Le fléau du travail dissimulé au tribunal de Fort-de-France : « le salarié voit ses droits bafoués »

Par 12/09/2023 - 14:00

Le tribunal correctionnel devait juger hier (lundi 11 septembre) deux dossiers de travail dissimulé. Soit pas moins de 16 personnes et 8 entreprises citées à comparaître sur l’ensemble des deux dossiers. Retour sur une problématique qui touche la Martinique mais aussi l’ensemble du territoire national.

    Le fléau du travail dissimulé au tribunal de Fort-de-France : « le salarié voit ses droits bafoués »
Audience de travail dissimulé au tribunal judiciaire de Fort-de-France

Des dossiers de travail dissimulé, le tribunal correctionnel de Fort-de-France en traite régulièrement. Ce lundi matin, deux affaires devaient être jugées mais seule une a été retenue.

À la barre : deux frères, associés d’une SARL fabricant de meubles à Sainte-Marie.
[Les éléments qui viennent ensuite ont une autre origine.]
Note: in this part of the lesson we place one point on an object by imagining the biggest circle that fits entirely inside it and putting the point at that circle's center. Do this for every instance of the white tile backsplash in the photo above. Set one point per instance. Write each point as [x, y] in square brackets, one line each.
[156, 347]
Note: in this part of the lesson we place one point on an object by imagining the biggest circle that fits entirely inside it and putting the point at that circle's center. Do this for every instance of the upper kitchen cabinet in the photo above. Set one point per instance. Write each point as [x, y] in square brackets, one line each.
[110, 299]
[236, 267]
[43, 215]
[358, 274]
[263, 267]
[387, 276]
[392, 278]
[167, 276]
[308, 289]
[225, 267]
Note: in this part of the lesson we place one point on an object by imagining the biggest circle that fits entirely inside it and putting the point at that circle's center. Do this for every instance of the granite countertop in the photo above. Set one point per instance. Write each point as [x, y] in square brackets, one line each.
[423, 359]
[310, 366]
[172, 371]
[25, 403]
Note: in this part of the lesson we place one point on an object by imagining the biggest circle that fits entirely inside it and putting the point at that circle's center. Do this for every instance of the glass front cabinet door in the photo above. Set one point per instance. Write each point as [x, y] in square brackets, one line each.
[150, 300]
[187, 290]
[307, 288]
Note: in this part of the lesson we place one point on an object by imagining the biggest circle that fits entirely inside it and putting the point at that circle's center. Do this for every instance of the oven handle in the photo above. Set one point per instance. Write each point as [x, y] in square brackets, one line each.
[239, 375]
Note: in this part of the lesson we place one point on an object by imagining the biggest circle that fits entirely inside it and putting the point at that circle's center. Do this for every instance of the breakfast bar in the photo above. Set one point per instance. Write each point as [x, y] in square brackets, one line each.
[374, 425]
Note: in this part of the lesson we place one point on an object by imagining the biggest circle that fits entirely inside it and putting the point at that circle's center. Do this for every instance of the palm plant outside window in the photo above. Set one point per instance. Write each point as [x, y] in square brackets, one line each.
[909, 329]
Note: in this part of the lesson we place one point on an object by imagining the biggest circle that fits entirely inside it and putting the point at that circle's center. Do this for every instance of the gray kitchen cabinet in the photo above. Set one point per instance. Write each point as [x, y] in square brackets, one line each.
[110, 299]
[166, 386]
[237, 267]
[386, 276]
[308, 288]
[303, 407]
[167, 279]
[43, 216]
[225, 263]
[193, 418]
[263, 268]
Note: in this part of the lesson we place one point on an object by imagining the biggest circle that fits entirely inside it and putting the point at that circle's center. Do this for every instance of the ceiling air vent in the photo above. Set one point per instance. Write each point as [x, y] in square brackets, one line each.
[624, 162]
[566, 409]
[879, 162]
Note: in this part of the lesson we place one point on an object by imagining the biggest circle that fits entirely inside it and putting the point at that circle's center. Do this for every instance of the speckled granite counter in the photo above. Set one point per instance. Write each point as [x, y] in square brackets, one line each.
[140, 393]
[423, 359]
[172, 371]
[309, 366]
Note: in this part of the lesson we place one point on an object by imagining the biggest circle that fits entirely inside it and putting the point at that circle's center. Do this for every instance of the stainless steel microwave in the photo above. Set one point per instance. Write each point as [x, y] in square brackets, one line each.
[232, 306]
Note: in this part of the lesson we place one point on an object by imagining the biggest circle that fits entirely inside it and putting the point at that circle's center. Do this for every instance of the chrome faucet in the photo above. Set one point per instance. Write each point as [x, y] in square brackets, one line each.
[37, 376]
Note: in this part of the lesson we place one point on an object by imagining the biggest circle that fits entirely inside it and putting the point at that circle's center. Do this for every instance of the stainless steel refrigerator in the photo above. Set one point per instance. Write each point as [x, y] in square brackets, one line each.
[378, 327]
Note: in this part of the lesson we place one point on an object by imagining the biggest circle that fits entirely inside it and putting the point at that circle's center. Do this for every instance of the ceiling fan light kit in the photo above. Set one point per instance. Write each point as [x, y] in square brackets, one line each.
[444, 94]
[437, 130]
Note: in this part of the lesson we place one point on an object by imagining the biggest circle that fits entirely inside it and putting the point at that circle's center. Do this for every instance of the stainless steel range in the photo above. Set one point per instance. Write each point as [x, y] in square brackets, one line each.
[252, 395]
C’est un contrôle des services de l’État qui a dévoilé le pot aux roses : entre 2015 et 2017, pas moins de sept salariés ont été employés sans être déclarés avec, dans certains cas, des conditions de travail ou d’hébergement indignes.

La Caisse Générale de Sécurité Sociale (CGSS) et l’un des salariés se sont constituées parties civiles

Les réquisitions sont sévères : la confiscation d’une somme équivalente à la hauteur du préjudice, soit 245 598 euros, une peine de 12 mois de prison avec sursis pour le principal prévenu ainsi qu’une amende de 150 000 euros dont une partie assortie de sursis…

La décision a été mise en délibéré au 2 octobre prochain.

Tribunal de Fort-de-France

Maître Laurie Chantalou-Nordé, avocate des deux prévenus jugés hier, réagit à cette affaire et, plus globalement, à la problématique du « travail au noir ».

Peut-être s’agissait-il d’une audience à thème donc le tribunal était saisi de procédures de même nature. Mais, dans un premier temps, encore faudrait-il caractériser l’existence de ce travail dissimulé, comme dans le dossier jugé aujourd’hui. Nul n’ignore qu’ici, comme ailleurs, c’est une chose qui existe. Malheureusement parce que, parfois, la procédure pour l’emploi de travailleurs étrangers est extrêmement difficile, notamment pour avoir des visas. Donc certains employeurs peuvent peut-être perdre patience et se disent « on peut commencer et on régularise plus tard ». Parfois, cela vient des salariés eux-mêmes ou des personnes qui souhaitent travailler et ne pas être déclarés. Ce n’est pas une excuse mais c’est un fait qu’il faut constater 

14 prévenus dans le second dossier

Le second dossier a, pour sa part, été renvoyé au 15 avril. Pas moins de 14 prévenus étaient cités : 7 personnes et 7 entreprises.

Parmi les victimes de la partie civile : le conseil national des activités privées de sécurité Délégation Territoriale Antilles Guyane, le Pôle Emploi Martinique, mais aussi l’Urssaf Martinique.

Maître Georges-Emmanuel Germany, Bâtonnier, qui intervenait dans le premier dossier, rappelle la situation pénalisante pour un salarié non déclaré, considéré comme « une victime ».

Il voit tous ses droits sociaux bafoués. Il ne peut pas tomber malade, pas avoir d’accident parce qu’il n’est pas couvert. Il n’aura pas de retraites et, en cela, c’est vraiment une situation très difficile à vivre du côté des salariés. Maintenant, je peux entendre que, du côté des employeurs, la situation soit difficile. Et, l’état du droit ne permet pas toujours d’avoir recours à telle ou telle personne quand c’est une personne de nationalité étrangère alors, peut-être, faudra-il que le droit évolue, que nous ayons des « lois péyi » et la faculté de fluidifier les relations du travail. Mais, en tout cas, aujourd’hui, nous sommes en l’état d’une situation où il faut respecter la loi 

INFOS +

Quels sont les risques encourus ?

L’entrepreneur est tenu de déclarer à l'Urssaf tout travail effectué par lui-même ou par un ou plusieurs salariés. S’il ne le fait pas, il s’expose à des poursuites pénales.

Un délit de travail illégal est passible de 3 ans d'emprisonnement et 45 000 euros d'amende (225 000 euros s'il s'agit d'une société). Il peut monter à 5 ans de prison et 75 000 euros d’amende (375 000 pour une société) s’il concerne un mineur ou une personne vulnérable et 10 ans de prison et 100 000 euros d'amende (500 000 euros pour une société) s’il est commis en bande organisée.

Des peines complémentaires peuvent être prononcées (interdiction d’exercer, exclusion des marchés publics, confiscation d’objets issus du délit…).